Appellate court sides with Misook Nowlin in push for new trial for Bloomington murder
Misook Nowlin is entitled to a new lawyer who may file a petition in her bid to secure a new trial on murder charges in the 2011 strangulation death of her mother-in-law, the Fourth District Appellate Court recently ruled. That decision reverses the dismissal of her claim that she received inadequate legal assistance.
Nowlin is serving 55 years in prison for killing Linda Tyda after she lured the victim to Bloomington on false pretenses related to Tyda’s work as a translator.
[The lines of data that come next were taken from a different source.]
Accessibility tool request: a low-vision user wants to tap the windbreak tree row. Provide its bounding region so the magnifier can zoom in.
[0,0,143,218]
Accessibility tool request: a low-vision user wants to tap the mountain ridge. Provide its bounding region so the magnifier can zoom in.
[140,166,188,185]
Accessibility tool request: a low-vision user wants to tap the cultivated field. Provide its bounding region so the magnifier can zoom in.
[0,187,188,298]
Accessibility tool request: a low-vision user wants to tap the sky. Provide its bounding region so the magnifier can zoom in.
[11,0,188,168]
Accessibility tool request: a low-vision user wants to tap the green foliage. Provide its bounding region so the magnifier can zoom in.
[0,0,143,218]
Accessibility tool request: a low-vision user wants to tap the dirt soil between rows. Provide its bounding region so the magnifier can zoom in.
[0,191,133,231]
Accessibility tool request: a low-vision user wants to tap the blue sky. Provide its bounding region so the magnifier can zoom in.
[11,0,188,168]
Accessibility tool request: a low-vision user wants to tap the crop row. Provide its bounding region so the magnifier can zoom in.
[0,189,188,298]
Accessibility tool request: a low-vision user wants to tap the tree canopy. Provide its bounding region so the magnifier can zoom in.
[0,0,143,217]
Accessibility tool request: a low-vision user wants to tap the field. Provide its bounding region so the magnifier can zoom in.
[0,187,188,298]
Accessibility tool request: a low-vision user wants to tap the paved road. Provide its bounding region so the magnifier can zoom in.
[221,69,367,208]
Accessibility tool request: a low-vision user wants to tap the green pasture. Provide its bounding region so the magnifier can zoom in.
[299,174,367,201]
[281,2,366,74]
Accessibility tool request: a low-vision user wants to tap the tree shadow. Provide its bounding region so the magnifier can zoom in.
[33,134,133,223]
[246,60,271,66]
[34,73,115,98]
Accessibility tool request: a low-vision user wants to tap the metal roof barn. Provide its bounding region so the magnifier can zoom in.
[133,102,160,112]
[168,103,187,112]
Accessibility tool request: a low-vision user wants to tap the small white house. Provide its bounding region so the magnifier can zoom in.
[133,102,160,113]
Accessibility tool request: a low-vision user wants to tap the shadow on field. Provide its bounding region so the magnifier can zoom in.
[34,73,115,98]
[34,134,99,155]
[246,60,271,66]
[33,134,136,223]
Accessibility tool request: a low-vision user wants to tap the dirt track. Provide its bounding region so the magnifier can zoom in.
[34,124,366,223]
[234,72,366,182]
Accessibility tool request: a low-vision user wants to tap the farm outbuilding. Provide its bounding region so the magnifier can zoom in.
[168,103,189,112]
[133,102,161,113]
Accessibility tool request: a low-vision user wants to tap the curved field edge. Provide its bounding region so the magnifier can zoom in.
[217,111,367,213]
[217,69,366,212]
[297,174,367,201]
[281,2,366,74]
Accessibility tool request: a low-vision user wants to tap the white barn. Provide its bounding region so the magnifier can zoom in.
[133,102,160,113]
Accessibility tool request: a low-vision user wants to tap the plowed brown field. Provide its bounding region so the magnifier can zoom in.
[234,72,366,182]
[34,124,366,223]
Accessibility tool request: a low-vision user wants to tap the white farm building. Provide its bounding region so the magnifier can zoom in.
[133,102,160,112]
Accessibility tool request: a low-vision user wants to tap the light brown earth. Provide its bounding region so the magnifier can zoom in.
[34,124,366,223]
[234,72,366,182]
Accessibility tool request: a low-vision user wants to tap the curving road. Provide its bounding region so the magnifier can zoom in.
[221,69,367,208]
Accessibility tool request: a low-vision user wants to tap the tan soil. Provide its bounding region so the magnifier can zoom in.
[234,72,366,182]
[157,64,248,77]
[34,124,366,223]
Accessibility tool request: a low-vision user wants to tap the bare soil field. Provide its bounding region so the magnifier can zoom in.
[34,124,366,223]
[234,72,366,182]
In its Dec. 8 decision, the appellate court took issue with the level of legal representation Nowlin received from a court-appointed lawyer. Nowlin asserted self-defense in the killing, saying the 70-year-old victim attacked her during a struggle outside Nowlin’s Bloomington sewing shop.
After her conviction, Nowlin argued that her lawyer failed to call a neighbor about the bruises she allegedly saw on Nowlin a short time after the defendant and Tyda struggled. The neighbor’s testimony could have supported Nowlin’s self-defense claim, according to Nowlin’s initial post-conviction petition.
Nowlin’s petition was dismissed in a lower court ruling that found Nowlin presented other self-defense evidence at her trial, making the neighbor’s statements cumulative evidence.
The appellate court disagreed, adding in its ruling that the lawyer also erred by failing to obtain an affidavit from the neighbor for inclusion with the post-conviction petition.
A new lawyer should be appointed to potentially file an amended petition in McLean County court, the court ruled.
The appellate court left in place a McLean County decision related to a defense claim that prosecutors were aware that a jail inmate lied about incriminating statements allegedly made by Nowlin. No evidence exists to support such an allegation, the appellate court agreed.